# How many bubbles per minute for CO2 in a 55 gallon



## caymandiver75 (Sep 5, 2006)

Well I just added the Red Sea C02 Pro system last night and have it running during the day only at about 1 bubble per second. What is everyone else running? Also, is there a cheap way of setting it up to work automatically. I think that turning it on and off each day will get old fast and having to readjust the bubble count too.


----------



## Rex Grigg (Dec 10, 2002)

You need to add enough CO2 to get to 30 ppm. Bubble rate is meaningless. Some tanks need 1 bps others need 4 bps.

There is no cheap way to make it work automatically. You would need a pH controller which costs around $100. 

Does the regulator have a solenoid? Is this the CO2 system for paint ball cylinders or the full sized system?


----------



## gabeszone247 (Jul 8, 2006)

I have an ADA 90cm or about 50 gal and run 2BB per sec. It works for me.


----------



## caymandiver75 (Sep 5, 2006)

Rex Grigg said:


> You need to add enough CO2 to get to 30 ppm. Bubble rate is meaningless. Some tanks need 1 bps others need 4 bps.
> 
> There is no cheap way to make it work automatically. You would need a pH controller which costs around $100.
> 
> Does the regulator have a solenoid? Is this the CO2 system for paint ball cylinders or the full sized system?


Yeah I have the paint ball cylinder. I just ordered a Solenoid Valve with power cable for the system so I can automate it with my lights. Just curious, but how do I test the ppm of CO2? All I have is the indicator that came with my CO2 system that has colored liquid, which I assume needs changed every few weeks or so. Today is the 1st day i'm leaving the CO2 on and when I left the house this morning it is bubbling at 1 per second. I guess if the indicator hasn't changed any then I will bump the rate up and see what happens.


----------



## saint27 (Apr 27, 2006)

Wait for it....wait for it.


----------



## dweebikus (Jul 11, 2006)

I run my 50g at about 2.5 - 3 bpm. As many on the forums will say, get the CO2 as high as you can without stressing the fish.


----------



## caymandiver75 (Sep 5, 2006)

dweebikus said:


> I run my 50g at about 2.5 - 3 bpm. As many on the forums will say, get the CO2 as high as you can without stressing the fish.


bpm or bps?


----------



## dweebikus (Jul 11, 2006)

bps, sorry


----------



## Hoppy (Dec 24, 2005)

caymandiver75 said:


> Yeah I have the paint ball cylinder. I just ordered a Solenoid Valve with power cable for the system so I can automate it with my lights. Just curious, but how do I test the ppm of CO2? All I have is the indicator that came with my CO2 system that has colored liquid, which I assume needs changed every few weeks or so. Today is the 1st day i'm leaving the CO2 on and when I left the house this morning it is bubbling at 1 per second.

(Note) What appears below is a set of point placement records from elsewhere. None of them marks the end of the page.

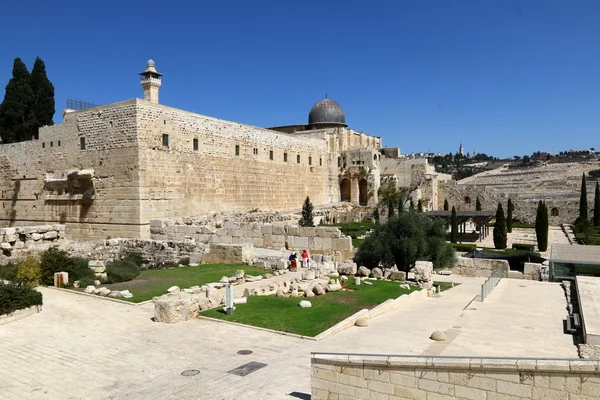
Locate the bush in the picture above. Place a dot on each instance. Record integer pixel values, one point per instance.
(28, 271)
(523, 246)
(16, 297)
(8, 271)
(464, 247)
(121, 271)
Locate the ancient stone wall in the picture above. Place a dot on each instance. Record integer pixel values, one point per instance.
(317, 240)
(192, 164)
(397, 377)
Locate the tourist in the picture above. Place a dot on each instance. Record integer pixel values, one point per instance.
(293, 265)
(304, 259)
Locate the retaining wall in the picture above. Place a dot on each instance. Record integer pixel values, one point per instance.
(346, 376)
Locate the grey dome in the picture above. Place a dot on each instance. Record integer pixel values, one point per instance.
(326, 111)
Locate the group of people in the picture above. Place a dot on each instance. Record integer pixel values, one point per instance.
(294, 260)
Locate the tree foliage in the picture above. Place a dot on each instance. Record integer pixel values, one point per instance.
(405, 239)
(583, 199)
(307, 214)
(541, 226)
(597, 206)
(500, 236)
(28, 102)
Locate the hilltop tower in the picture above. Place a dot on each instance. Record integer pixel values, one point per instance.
(151, 82)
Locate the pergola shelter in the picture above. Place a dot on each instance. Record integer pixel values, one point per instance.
(481, 218)
(567, 261)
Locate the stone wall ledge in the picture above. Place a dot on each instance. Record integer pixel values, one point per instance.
(479, 364)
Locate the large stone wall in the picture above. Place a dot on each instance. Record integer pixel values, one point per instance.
(428, 378)
(317, 240)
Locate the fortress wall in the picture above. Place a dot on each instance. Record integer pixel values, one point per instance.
(178, 180)
(37, 171)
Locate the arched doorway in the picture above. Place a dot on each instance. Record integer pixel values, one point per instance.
(363, 195)
(345, 190)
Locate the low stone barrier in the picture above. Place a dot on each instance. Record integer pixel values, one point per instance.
(19, 314)
(360, 376)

I guess if the indicator hasn't changed any then I will bump the rate up and see what happens.


Measuring CO2 levels in a Planted Tank is the standard method for checking how much CO2 you have in the water. It isn't very accurate, and it usually overstates how much CO2 you have. But, using this to get to about 20-30 ppm is a good starting point for slowly, a little bit every other day or even every week, raising the CO2 bubble rate until you see some sign of fish distress, such as fading colors, or swimming at the top gulping air. You have to check the fish often and carefully. If you see any such signs, reduce the bubble rate back to where you didn't see those signs. That will be the maximum you can have in your tank. Usually you can run a blt less than this and still do fine.


----------



## caymandiver75 (Sep 5, 2006)

Hoppy said:


> Measuring CO2 levels in a Planted Tank is the standard method for checking how much CO2 you have in the water. It isn't very accurate, and it usually overstates how much CO2 you have. But, using this to get to about 20-30 ppm is a good starting point for slowly, a little bit every other day or even every week, raising the CO2 bubble rate until you see some sign of fish distress, such as fading colors, or swimming at the top gulping air. You have to check the fish often and carefully. If you see any such signs, reduce the bubble rate back to where you didn't see those signs. That will be the maximum you can have in your tank. Usually you can run a blt less than this and still do fine.


Excellent article! Thanks. Ill be testing my KH very soon and use that calculator to see what ppm I have of C02.


----------



## saint27 (Apr 27, 2006)

and I was waiting for Rex to Chime back in.


----------